2 Reactive programming
Reactive programming is for managing state asynchronously, which turns out to be practical for UIs. Reactive.jl is widely used to manage signals in UI toolkits. It has a competitor Signals.jl, whose creator describes the differences:
Signals.jl
, while offering the same functionality as Reactive, is different on some key factors
- Dynamic: Signals are not typed, you can push an integer then float64 and then a string and it blends nicely with Julia’s Multiple Dispatch
- Push-Pull: you can either push a value into a Signal and propagate changes along the Signal graph, or you can set a value without any propagation and only pull the necessary changes from any other signal.

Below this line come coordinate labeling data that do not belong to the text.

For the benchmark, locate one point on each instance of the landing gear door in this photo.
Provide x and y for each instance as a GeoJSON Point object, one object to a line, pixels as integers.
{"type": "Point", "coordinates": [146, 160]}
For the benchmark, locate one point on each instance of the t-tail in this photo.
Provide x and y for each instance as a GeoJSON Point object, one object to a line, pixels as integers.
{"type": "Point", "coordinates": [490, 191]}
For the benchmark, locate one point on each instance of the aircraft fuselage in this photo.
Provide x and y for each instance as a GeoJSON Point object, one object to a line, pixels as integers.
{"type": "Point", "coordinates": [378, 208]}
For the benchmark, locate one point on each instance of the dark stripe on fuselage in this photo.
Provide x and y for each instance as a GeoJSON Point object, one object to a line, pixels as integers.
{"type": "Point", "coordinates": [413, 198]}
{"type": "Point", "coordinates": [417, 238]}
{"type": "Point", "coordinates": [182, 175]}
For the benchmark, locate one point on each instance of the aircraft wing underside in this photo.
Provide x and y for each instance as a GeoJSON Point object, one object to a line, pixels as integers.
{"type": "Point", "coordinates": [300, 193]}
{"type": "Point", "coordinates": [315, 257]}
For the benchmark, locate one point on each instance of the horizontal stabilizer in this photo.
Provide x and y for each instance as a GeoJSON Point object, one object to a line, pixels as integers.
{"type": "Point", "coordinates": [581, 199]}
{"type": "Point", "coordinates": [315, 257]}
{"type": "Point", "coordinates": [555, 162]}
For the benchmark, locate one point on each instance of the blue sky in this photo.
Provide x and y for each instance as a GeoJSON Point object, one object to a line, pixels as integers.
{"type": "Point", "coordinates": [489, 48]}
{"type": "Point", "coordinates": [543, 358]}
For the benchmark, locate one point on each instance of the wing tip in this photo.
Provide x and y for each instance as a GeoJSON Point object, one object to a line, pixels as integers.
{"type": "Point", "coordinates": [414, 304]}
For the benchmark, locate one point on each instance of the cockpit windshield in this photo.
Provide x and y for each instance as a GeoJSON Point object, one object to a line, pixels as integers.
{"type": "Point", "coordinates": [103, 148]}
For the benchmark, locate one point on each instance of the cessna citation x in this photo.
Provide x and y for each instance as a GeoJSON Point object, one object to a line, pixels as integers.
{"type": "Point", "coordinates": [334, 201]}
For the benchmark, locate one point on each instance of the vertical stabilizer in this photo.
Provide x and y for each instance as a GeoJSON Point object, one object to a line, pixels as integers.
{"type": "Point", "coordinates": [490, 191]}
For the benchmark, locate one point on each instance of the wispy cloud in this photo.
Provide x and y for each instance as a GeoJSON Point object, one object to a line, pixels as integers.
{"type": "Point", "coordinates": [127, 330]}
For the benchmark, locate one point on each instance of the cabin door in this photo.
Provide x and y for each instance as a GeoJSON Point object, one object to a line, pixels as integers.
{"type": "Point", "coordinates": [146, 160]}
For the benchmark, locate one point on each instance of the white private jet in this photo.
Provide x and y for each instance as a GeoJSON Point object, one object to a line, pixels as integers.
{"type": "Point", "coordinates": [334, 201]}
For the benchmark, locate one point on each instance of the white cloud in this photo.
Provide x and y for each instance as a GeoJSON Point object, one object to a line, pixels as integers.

- Syntax: Syntax is somewhat simplified, square brackets to set or query a value, round brackets to pull or push a value (see documentation for more examples)
The last point is, IMO, a minus, but the second one is a plus for the engineering-type applications that I need to care about.
3 Traditional UI toolkits
Invoke someone else’s toolkit and have them worry about which pixel goes where. QML.jl plugs into Qt5. Gtk.jl plugs into GTK.
4 Immediate mode
I can plug into classic C++ immediate mode Dear Imgui via CImGui.jl.